|beyond my wildest dreams|
Last night I dashed out of the bar at 9:45 to get food. The night market and most of the cheap street food is wrapping up by then. The crepe sellers are closer and linger longer, but I really only want to have to eat sweetish crepes with egg and cheese in a pinch.
I was lucky—I caught the last somtam girl, and her buddy, who was packing up, sold me enough sticky rice to feed a family. Just for the hell of it—but no, really because I hate the thought of, perhaps, not having enough food—I bought some other weedy, spicy Lao thing in a bag to eat with the rice. The bar had gotten busy around 9:30, but L was fine when I got back and I'd been there since three, so I took my feast home where I could eat it by myself, with no one to mind the fermented stink of the pa dek in the papaya salad, or me letting my mouth hang open and air out in between bites, because of the heat.
It was a lot of heat, this time.
A lot of the days are differentiated by what I ate: baguette, somtam, soup. Yesterday I discovered a new snack: sticky rice dipped in egg, grilled, and stuck on a stick with some spicy paste spread over it. Schoolkids buy it over the short wall that separates their yard from the venders outside on the main road through the middle of the old town. Sometime last week I splurged and bought a mint lemonade ice from the posh bakery, which appeared to employ most of the ladyboys in town, but is, apparently, run by devout Christians who require their staff to pray before each shift and have banned the Lao sarong, mandating pants instead. I guess I won't go back there, except maybe to sniff around for scandal.
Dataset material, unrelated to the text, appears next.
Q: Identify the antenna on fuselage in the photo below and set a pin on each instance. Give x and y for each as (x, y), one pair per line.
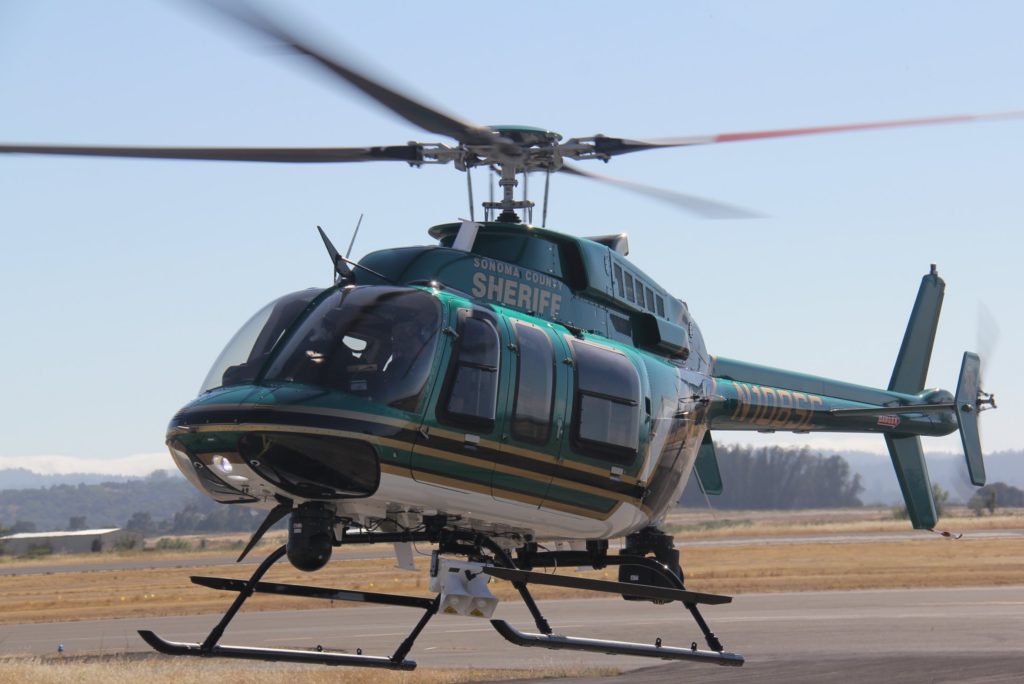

There are also minor daily errands. I've been to the post office, to the stationary shop, to the small market and the big market, to guesthouses around town to hand out fliers. I've hemmed a shirt. Yesterday I opened an account at the Lao Development Bank with the million kip I've accumulated. (I took a picture of my deposit slip with the six figures. Somehow, the crazy quantities of money here are still funny.) I opened the account with someone else's phone number and an address (Bah Khili) that's just the name of the block I live on; no one even looked at my passport. And this is what I love about the developing world, or at least this region of it—everything is personal. My visa was organized because somebody knew somebody in the visa office—this aspect of it, I know, is problematic, but in regular daily life it's awfully pleasant. Take your food, sit down, eat it, pay when you're done, not before. People remember me and bring me my usual. Short of cash—at the post office, mind you, not a pub: come back tomorrow. Bo pen gnang. Today I'll go back to the bank to get my account number—yesterday, lunch interrupted the process.
Lao of the day:
mehn-neh: tomorrow. This is the closest I can spell it in English, but the vowel sounds aren't made in English. They're like the French "le" I think. I'd need an umlaut, maybe. Purse your lips and say "er." That gets close.